People do some interesting things while driving, don’t they? My favorite is when I’m driving on the freeway and a driver of a car (probably a silver or white Toyota Camry) decides to move into my lane without communicating his intention by using the turn signals. My first indication that he wants to merge into my lane is when I see the “OH FUDGE” look on his face as he (finally) realizes I was in the lane first.(My second indication is when he “flips me off” as if it was my fault!)
As drivers, it’s our responsibility to clearly indicate our intentions to the drivers around us. If I’m making a lane change, I need to use my turn signals in enough time to allow other drivers to prepare. I need to make sure that my brake and reverse lights work. The law requires us to even use hand signals if our turn signals don’t work!

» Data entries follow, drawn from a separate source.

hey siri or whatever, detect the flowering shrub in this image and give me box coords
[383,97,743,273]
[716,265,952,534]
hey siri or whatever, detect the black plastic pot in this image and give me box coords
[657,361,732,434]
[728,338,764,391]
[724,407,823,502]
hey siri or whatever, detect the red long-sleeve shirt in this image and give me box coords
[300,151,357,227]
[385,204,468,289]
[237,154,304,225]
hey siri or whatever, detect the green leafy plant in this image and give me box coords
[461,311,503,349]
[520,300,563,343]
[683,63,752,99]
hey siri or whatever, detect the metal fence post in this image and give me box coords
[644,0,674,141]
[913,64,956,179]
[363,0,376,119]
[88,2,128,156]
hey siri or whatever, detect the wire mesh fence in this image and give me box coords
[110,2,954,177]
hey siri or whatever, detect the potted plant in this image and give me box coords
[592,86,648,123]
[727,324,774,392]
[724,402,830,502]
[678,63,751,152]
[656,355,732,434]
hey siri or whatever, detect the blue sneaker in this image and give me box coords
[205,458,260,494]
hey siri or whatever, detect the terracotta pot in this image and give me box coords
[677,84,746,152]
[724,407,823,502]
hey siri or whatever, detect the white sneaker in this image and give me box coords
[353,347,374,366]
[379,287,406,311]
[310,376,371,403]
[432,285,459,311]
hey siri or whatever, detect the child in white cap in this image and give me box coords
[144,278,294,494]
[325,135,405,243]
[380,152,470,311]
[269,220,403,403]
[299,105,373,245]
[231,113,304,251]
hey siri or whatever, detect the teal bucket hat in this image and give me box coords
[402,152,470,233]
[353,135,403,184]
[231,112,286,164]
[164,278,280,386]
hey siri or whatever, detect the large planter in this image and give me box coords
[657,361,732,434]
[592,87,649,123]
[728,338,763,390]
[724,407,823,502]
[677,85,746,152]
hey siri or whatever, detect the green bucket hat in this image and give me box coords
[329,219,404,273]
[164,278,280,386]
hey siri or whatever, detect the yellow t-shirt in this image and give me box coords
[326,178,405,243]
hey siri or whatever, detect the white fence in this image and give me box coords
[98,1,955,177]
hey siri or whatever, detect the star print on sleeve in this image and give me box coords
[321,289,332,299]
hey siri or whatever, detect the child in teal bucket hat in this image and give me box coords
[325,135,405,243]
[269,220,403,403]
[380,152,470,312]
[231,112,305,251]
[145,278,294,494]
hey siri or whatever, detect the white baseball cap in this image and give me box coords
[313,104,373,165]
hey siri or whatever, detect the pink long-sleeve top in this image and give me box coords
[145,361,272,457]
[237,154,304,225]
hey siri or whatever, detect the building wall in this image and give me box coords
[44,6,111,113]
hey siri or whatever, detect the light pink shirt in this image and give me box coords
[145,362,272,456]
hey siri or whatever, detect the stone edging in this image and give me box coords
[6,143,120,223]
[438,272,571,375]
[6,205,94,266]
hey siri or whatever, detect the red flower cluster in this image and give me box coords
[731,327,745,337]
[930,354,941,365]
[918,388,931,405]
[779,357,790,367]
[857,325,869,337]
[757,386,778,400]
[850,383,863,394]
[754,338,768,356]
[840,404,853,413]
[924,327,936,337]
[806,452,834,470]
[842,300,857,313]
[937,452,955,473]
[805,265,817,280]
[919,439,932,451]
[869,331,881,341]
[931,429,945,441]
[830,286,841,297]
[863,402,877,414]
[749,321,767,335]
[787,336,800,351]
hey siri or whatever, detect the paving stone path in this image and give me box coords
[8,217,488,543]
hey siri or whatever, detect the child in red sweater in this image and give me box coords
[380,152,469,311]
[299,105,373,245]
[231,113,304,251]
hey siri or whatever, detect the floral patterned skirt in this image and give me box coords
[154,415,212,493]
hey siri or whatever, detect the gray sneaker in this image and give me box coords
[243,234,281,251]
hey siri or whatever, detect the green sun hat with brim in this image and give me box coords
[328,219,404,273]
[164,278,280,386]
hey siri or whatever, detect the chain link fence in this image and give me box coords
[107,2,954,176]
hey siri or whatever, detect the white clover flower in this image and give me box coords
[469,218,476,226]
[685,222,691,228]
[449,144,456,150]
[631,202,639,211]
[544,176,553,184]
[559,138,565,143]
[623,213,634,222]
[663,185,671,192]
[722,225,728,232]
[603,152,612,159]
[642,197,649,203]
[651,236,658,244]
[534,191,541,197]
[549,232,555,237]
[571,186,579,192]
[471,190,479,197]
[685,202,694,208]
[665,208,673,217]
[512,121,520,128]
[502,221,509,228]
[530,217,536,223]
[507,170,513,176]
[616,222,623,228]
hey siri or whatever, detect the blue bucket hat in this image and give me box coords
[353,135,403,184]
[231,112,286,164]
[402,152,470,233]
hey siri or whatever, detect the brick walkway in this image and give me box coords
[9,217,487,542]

Why all of these rules and regulations? Because driving is dangerous and it’s vital that everyone on the road clearly communicate their intentions! If you don’t clearly communicate what you’re doing and an accident occurs, you may be held responsible for the damage.
The same is true in our communication with the people around us!
So often when communicating with people we end up being like the guy who doesn’t use his blinkers, hits another car and then says, “But I thought he saw me!” Or perhaps he would say, “But he should haveknown that I was changing lanes. It’s only obvious! COME ON MAN!!”
It’s our responsibility to make sure that the thought we want to communicate is the thought that is being communicated. It isn’t the responsibility of those around you to read your mind, or see what you intended to say, as opposed to what you actually said. This means that we need to learn, observe and be respectful of the different ways that people communicate, so that we can speak each other’s language.
How can I know how to communicate clearly with the people in my life?
The first way is to observe what people say and do. The people around you telegraph what they need from you~you just need to observe, without judging and without trying to change to control people! (I know, that’s difficult at times!) Some people are more extroverted, others introverted. Others communicate VERY directly, while others communicate so indirectly it’s hard to know what they’re trying to tell you! Be a good student of people and watch and observe.
Second~it’s always a good idea to ask someone how they prefer to communicate. Would they rather an email instead of a live conversation? Do they want you to ask them if you’re free before jumping into a story? Is there someone who could really use encouraging words in person, instead of an “impersonal” email?
Then once you have a better idea of how the people around you are “wired” you can take the steps you need to use the right “turn signals” at the right time with them.
Make it easy for people, and it will be easier for you too!